L’OISEAU BLEU

80,00

Maurice MAETERLINCK

André-Edouard MARTY

Édition d’Art PIAZZA

Illustrations en couleurs de André-Edouard MARTY

L'Édition d'Art Piazza, 1945

Volume in-8° - 140 x 205 - 172 pages

Exemplaire n° 5809
Broché sous couverture rempliée, chemise cartonnée et étui bordé
Intérieur en parfait état
Très bel exemplaire sans défaut

Un frère et une sœur, Tyltyl et Mytyl, pauvres enfants de bûcheron, regardent par la fenêtre le Noël des enfants riches lorsque la fée Bérylune leur demande d’aller chercher l’Oiseau bleu pour guérir sa petite fille qui est malade (elle voudrait être heureuse). À travers cette quête, aidés par la Lumière, Tyltyl et Mytyl vont retrouver leurs grands-parents morts, leur petit frère pas encore né et bien d’autres personnages encore.

L’Oiseau bleu parle également de personnages ennemis ne facilitant pas la tâche des enfants, tels la chatte, prête à tuer les enfants pour sauver sa vie (en effet, une fois que l’on a tourné le Diamant, animaux et éléments prennent vie), aidée de la Nuit, des arbres et d’autres encore…

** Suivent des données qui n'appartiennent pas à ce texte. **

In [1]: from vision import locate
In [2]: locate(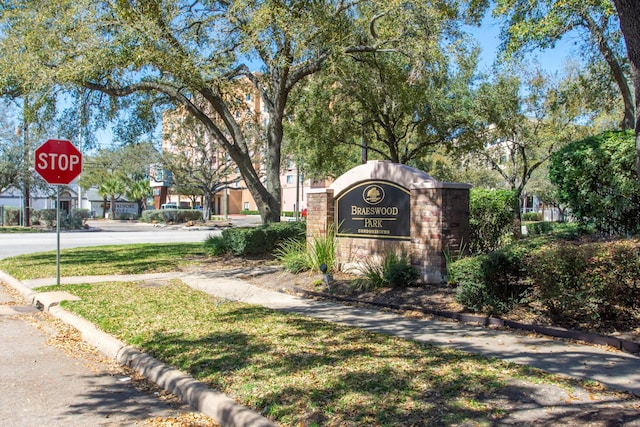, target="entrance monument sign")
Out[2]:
[307,160,471,283]
[335,181,411,240]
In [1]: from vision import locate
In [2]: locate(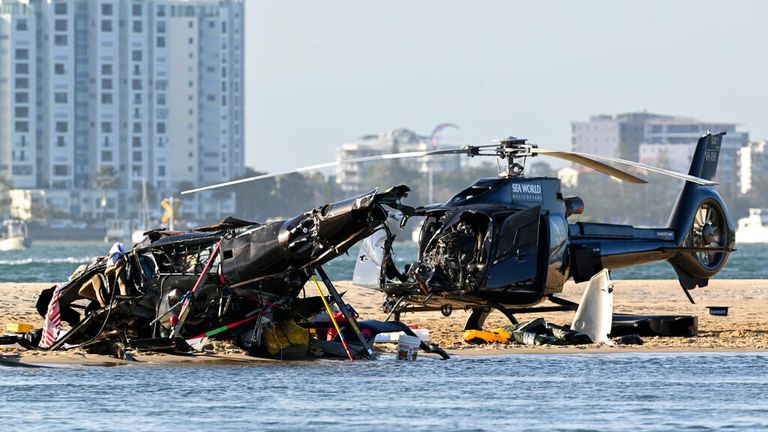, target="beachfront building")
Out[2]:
[0,0,244,219]
[738,140,768,196]
[336,128,461,195]
[572,112,749,196]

André-Edouard Marty (1882-1932) : Formé à l’Ecole des Beaux-Arts dans l’atelier de Fernand Cormon, André-Edouard Marty travaille à la Gazette du Bon ton dès le lancement de la revue ; il se fait alors connaître pour son style élégant au sein duquel se distingue souvent une touche fantaisiste ou humoristique. Dans une inspiration résolument Art Déco, il dessine les robes de Poiret aux côtés de Lepape mais aussi celles de Lanvin ou encore de Dœuillet. C’est tout particulièrement en illustrant les robes de ce dernier qu’il dévoile un trait aux multiples facettes : amusant, bucolique, mélancolique. À l’instar de ses confrères à la Gazette, Marty collabore également avec d’autres revues de mode, comme Vogue et Harper’s Bazaar, deux magazines pourtant concurrents et pour lesquels il sera l’un des rares illustrateurs à y travailler conjointement. En parallèle des illustrations de mode, Marty conçoit également des scènes pour des ouvrages littéraires comme Scènes mythologiques de Henry de Régnier ou Les Chansons de Bilitis de Pierre Louÿs en 1937. L’éclectisme de son style atteint son apogée en 1943 lorsqu’il réalise un dessin animé, “Callisto, la petite nymphe de Diane”, ultime mise en mouvement des silhouettes féminines qu’il composait pour la Gazette.